El contralor departamental, Luis Carlos Pertuz, aseguró que los costos adicionales por mil millones de pesos en la restauración de la Piscina Olímpica estuvieron justificados.
'Sobrecostos es sinónimo de costos adicionales, eso no es pecado. La administración anterior tuvo que hacerle unas adecuaciones a la piscina que de pronto no estaban contempladas en el valor inicial de la obra como son el tablero, camerinos especiales, entre otros', dijo, el funcionario, en visita realizada ayer a EL HERALDO.

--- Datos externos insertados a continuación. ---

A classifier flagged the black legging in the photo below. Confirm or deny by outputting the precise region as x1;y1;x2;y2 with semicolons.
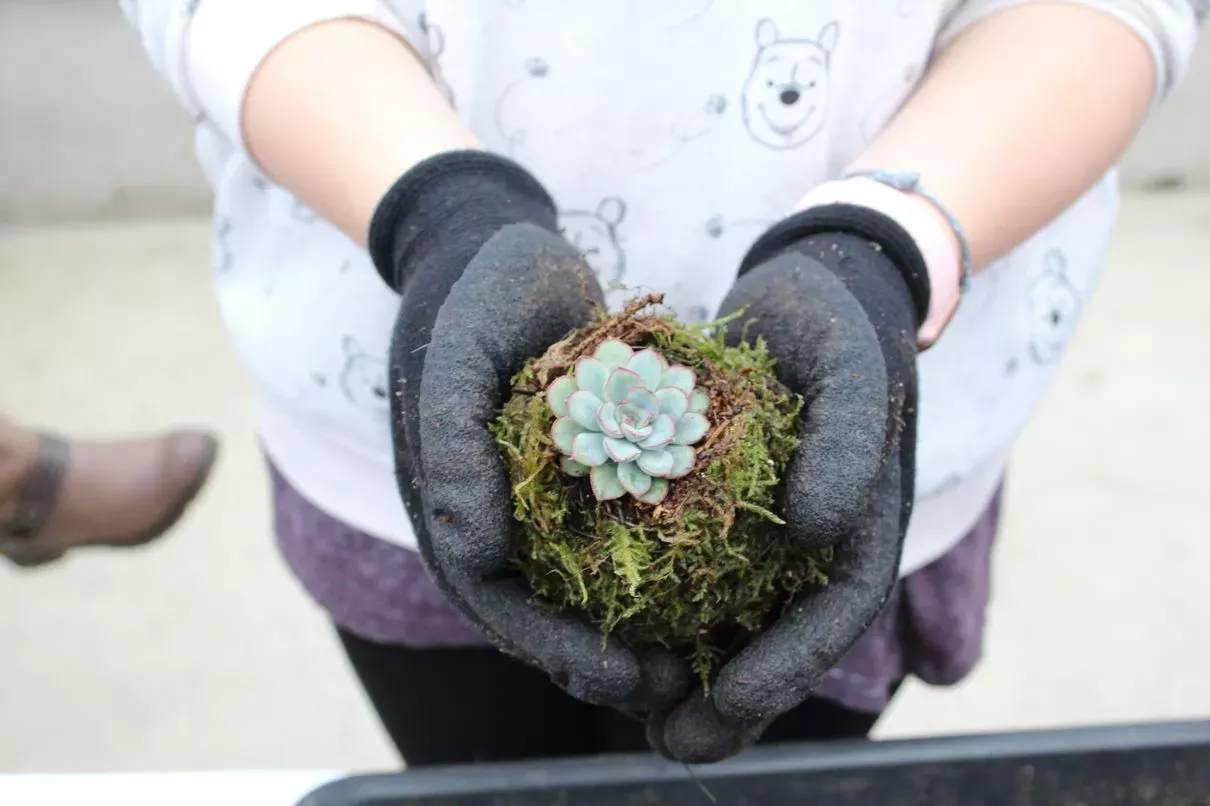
338;631;878;767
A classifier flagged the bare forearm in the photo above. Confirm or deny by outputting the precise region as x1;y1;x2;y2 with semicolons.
243;19;478;244
852;2;1156;270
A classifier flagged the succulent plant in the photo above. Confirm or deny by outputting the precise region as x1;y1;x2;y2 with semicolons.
546;339;710;503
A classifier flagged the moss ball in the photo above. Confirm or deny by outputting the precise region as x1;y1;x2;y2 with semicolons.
492;294;830;680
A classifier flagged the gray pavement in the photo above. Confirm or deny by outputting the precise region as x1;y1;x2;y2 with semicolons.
0;192;1210;772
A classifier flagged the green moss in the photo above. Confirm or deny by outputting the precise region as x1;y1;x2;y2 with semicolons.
492;295;830;681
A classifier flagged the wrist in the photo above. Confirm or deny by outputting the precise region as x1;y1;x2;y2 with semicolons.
739;205;930;338
796;175;969;347
368;150;557;293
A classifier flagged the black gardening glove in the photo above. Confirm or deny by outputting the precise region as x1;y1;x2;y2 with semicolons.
653;205;929;762
370;151;690;719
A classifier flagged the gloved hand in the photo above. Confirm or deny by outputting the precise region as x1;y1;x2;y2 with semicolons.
370;151;690;715
649;205;929;762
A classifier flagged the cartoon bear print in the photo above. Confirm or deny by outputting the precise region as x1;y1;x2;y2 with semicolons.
559;196;626;288
630;94;727;173
340;336;391;414
1030;249;1081;364
742;18;840;149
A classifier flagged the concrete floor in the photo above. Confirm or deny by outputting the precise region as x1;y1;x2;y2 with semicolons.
0;194;1210;772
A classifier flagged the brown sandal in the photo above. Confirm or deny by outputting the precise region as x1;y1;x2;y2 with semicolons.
0;432;218;568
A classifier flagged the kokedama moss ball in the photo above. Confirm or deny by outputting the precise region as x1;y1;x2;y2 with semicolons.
492;294;830;679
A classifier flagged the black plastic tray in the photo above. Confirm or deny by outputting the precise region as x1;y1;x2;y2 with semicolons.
300;721;1210;806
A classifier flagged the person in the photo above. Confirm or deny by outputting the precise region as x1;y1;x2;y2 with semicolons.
0;414;219;568
117;0;1206;766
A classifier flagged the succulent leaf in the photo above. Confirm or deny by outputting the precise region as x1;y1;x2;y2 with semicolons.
597;403;622;437
626;386;659;420
546;375;576;418
571;431;609;467
567;390;604;431
634;448;673;478
551;418;584;455
593;339;634;369
559;456;592;478
617;462;651;497
639;414;676;450
605;367;643;403
638;478;668;503
575;356;610;398
622;420;655;442
626;349;664;390
588;464;626;501
659;364;697;395
605;437;643;465
673;411;710;445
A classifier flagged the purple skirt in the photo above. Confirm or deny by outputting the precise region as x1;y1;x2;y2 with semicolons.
269;464;1001;713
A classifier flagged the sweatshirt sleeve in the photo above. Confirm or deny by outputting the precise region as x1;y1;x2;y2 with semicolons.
938;0;1210;103
120;0;430;149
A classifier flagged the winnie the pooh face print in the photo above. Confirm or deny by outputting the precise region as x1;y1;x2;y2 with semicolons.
743;19;840;149
559;196;626;286
1030;249;1079;364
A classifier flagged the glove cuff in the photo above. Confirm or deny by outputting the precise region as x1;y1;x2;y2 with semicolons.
739;205;930;329
368;150;558;293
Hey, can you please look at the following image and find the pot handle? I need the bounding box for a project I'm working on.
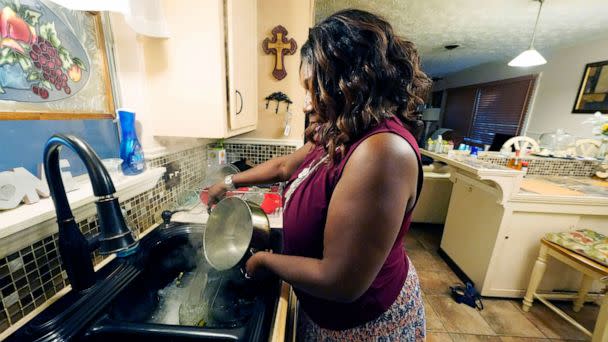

Recordó que la obra entregada ayer por parte del gobernador José Antonio Segebre, inicialmente se proyectó en $2.700 millones y terminó costando alrededor de $3 mil 700 millones, que están plenamente justificados en todas las adecuaciones que se le hicieron.
Según Pertuz, el complejo deportivo cuenta con todas las especificaciones para que los deportistas puedan participar en competencias nacionales e internacionales.
Cuestionó el retraso en la obra y la demora, señalando que 'de pronto aquí nos quedamos con el síndrome del espejo retrovisor que es lo que le pasa a muchos mandatarios que cuando llegan no reconocen la gestión del anterior y de pronto esto fue lo que sucedió se quedaron en unos pequeños detalles, unas grietas, unos desniveles que perfectamente con la póliza de cumplimiento y de estabilidad de la obra se podían corregir y así fue'.
El Jefe del ente de control considera que faltó diálogo entre el contratista, el interventor y el actual director de Indeportes. 'Se privó a los atlanticenses de disfrutar de la Piscina Olímpica por espacio de un año', dijo al anunciar control de advertencia al Director de Indeportes, Ramón Carbó, para que en procesos similares que tengan que ver con complejos deportivos no haya esta demora.